Spectre<_ INDEX
// PUBLISHED18.04.26
// TIME10 MINS
// TAGS
#SYSTEM DESIGN#HIGH TRAFFIC#BACKEND ARCHITECTURE#DATABASE DESIGN
// AUTHOR
Spectre Command

M

ost startups don't need database sharding. There. That's the most useful thing this post can tell you upfront.

But the question of when you do need it — and what it actually costs to implement — is worth understanding before you hit the wall, not after. Because by the time sharding becomes urgent, you're usually operating under pressure, and pressure is a terrible time to make irreversible architectural decisions.

Here's what database sharding is, how it works, and the honest framework for deciding whether it belongs in your near-term roadmap.

What Database Sharding Actually Is

A database shard is a horizontal partition of your data. Instead of one database holding all your rows, you split the dataset across multiple database instances — each instance (a "shard") holding a subset of the data.

The key word is horizontal. Sharding is not the same as replication, where you copy the same data to multiple servers for read scaling or redundancy. In sharding, each record lives in exactly one shard. The total dataset is distributed, not duplicated.

The mechanism that makes this work is the shard key — the field you use to determine which shard a given record belongs to. A common example: shard by user_id. Users 1–1,000,000 go to Shard A. Users 1,000,001–2,000,000 go to Shard B. Your application (or a routing layer) knows which shard to query for a given user.

Simple in concept. Genuinely complex in practice.

[→ Read: How to build a backend that scales from 100 to 10 million users]

The Problem Sharding Solves — and Why Most Teams Don't Have It Yet

Sharding exists to solve one specific problem: a single database server that can no longer handle your write volume or data volume, and where vertical scaling (bigger hardware) is no longer a viable or cost-effective option.

Read scaling is a different problem with different solutions. If you have heavy read load, read replicas solve that cleanly and at a fraction of the operational complexity. Connection pooling, query optimisation, caching layers like — these address most database performance issues that startups encounter at early to mid-scale.

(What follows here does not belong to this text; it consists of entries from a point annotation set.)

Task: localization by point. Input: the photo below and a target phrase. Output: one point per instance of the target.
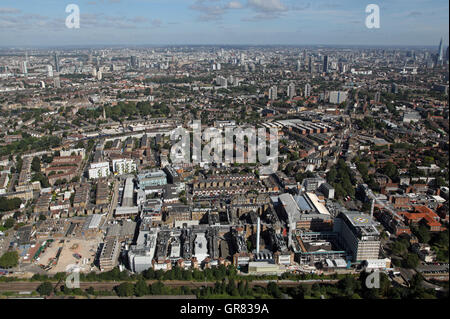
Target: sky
(32, 23)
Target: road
(18, 286)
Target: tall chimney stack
(258, 232)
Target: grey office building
(358, 234)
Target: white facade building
(124, 166)
(98, 170)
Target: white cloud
(267, 5)
(234, 5)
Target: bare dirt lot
(85, 248)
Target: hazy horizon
(223, 22)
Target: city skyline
(223, 22)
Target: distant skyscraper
(440, 57)
(325, 64)
(394, 88)
(24, 67)
(49, 71)
(134, 61)
(273, 93)
(291, 90)
(56, 62)
(377, 97)
(57, 82)
(307, 90)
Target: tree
(36, 164)
(274, 290)
(45, 289)
(9, 223)
(125, 289)
(412, 261)
(141, 288)
(9, 259)
(423, 234)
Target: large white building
(358, 233)
(200, 247)
(124, 166)
(337, 97)
(98, 170)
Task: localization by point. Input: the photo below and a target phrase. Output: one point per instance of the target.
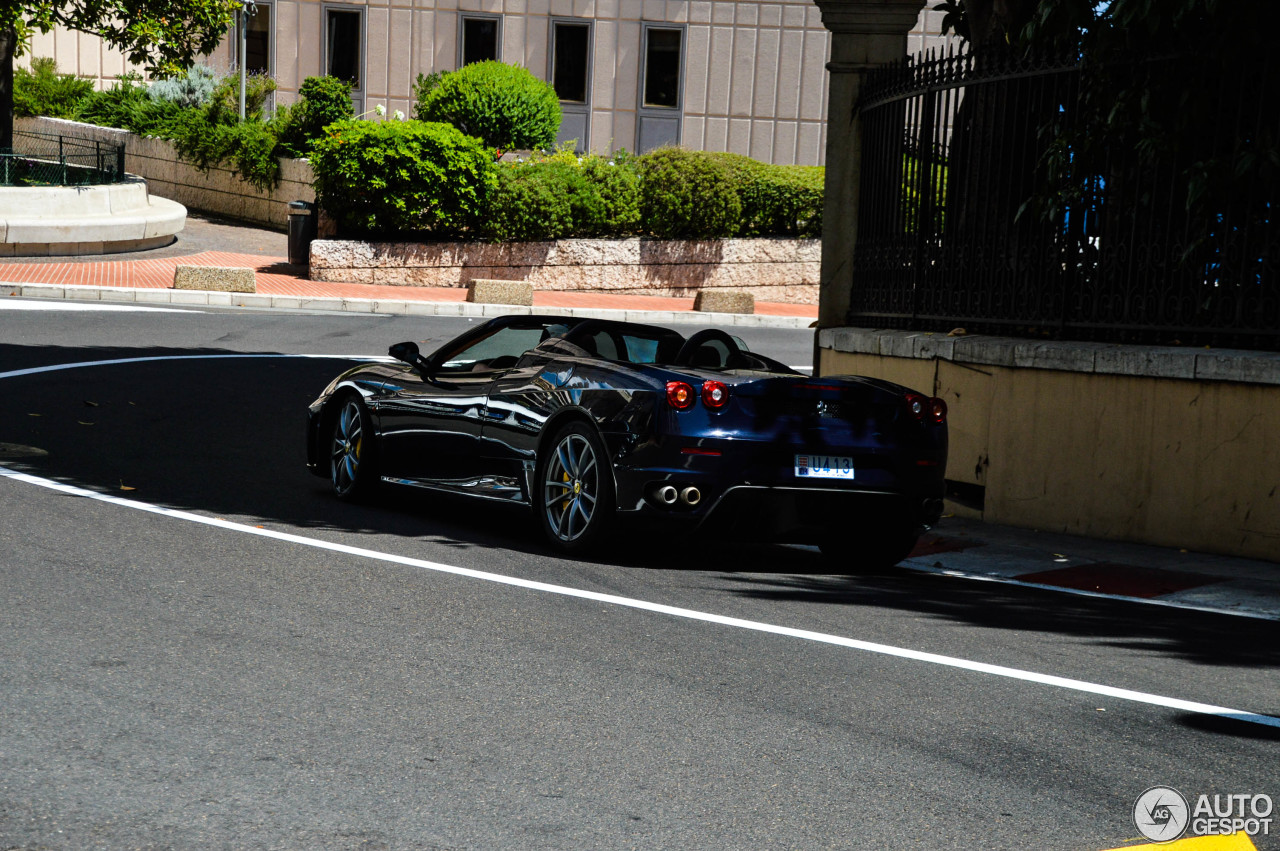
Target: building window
(571, 45)
(479, 40)
(662, 65)
(257, 40)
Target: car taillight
(714, 394)
(680, 396)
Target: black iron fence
(982, 206)
(42, 159)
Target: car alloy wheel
(350, 451)
(575, 489)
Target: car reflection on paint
(593, 422)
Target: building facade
(741, 76)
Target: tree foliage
(164, 36)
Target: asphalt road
(172, 683)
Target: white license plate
(824, 467)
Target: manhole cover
(10, 451)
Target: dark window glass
(257, 41)
(344, 46)
(479, 40)
(568, 73)
(662, 68)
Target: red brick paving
(277, 278)
(1124, 580)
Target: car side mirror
(408, 353)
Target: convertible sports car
(592, 422)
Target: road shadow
(225, 437)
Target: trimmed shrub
(192, 88)
(777, 200)
(127, 105)
(503, 105)
(42, 91)
(388, 177)
(224, 101)
(562, 196)
(321, 101)
(250, 146)
(688, 195)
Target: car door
(430, 422)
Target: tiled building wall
(754, 73)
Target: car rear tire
(574, 493)
(876, 550)
(352, 466)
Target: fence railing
(974, 213)
(41, 159)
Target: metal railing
(42, 159)
(979, 209)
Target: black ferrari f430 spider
(593, 422)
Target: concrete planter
(772, 270)
(219, 191)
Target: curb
(407, 307)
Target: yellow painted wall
(1161, 461)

A useful heuristic: if your database is struggling, sharding is probably not the first answer. It's usually the last answer after you've exhausted the simpler ones.

The rough sequence most production systems follow before sharding becomes necessary:

  1. Query optimisation and proper indexing — this alone fixes the majority of "the database is slow" problems we see in audit engagements.
  2. A caching layer for frequently-read data.
  3. Read replicas to offload read traffic from the primary.
  4. Connection pooling.
  5. Vertical scaling (larger instance, more RAM, faster disks).
  6. And only after all of the above — sharding for write-heavy workloads that have outgrown a single primary.

Most startups are stuck somewhere between step one and step three. Sharding is step six.

The Real Cost of Sharding

This is where the blog posts usually get dishonest. They explain how sharding works, show you the architecture diagrams, and stop there. The operational reality deserves more attention.

Cross-shard queries become painful. If your shard key is user_id and you need to run an analytics query across all users — say, "show me all orders placed in the last 24 hours across all regions" — you now have to query every shard and aggregate the results in your application layer. Either that, or you maintain a separate analytics database that aggregates across shards. Neither is free.

Transactions get complicated. In a single database, ACID transactions are straightforward. Across shards, any operation that touches records in two different shards requires a distributed transaction, which is a significantly harder problem to solve correctly. In practice, most teams redesign their data model to avoid cross-shard transactions rather than implement them — which is often the right call, but it constrains how you can model your domain.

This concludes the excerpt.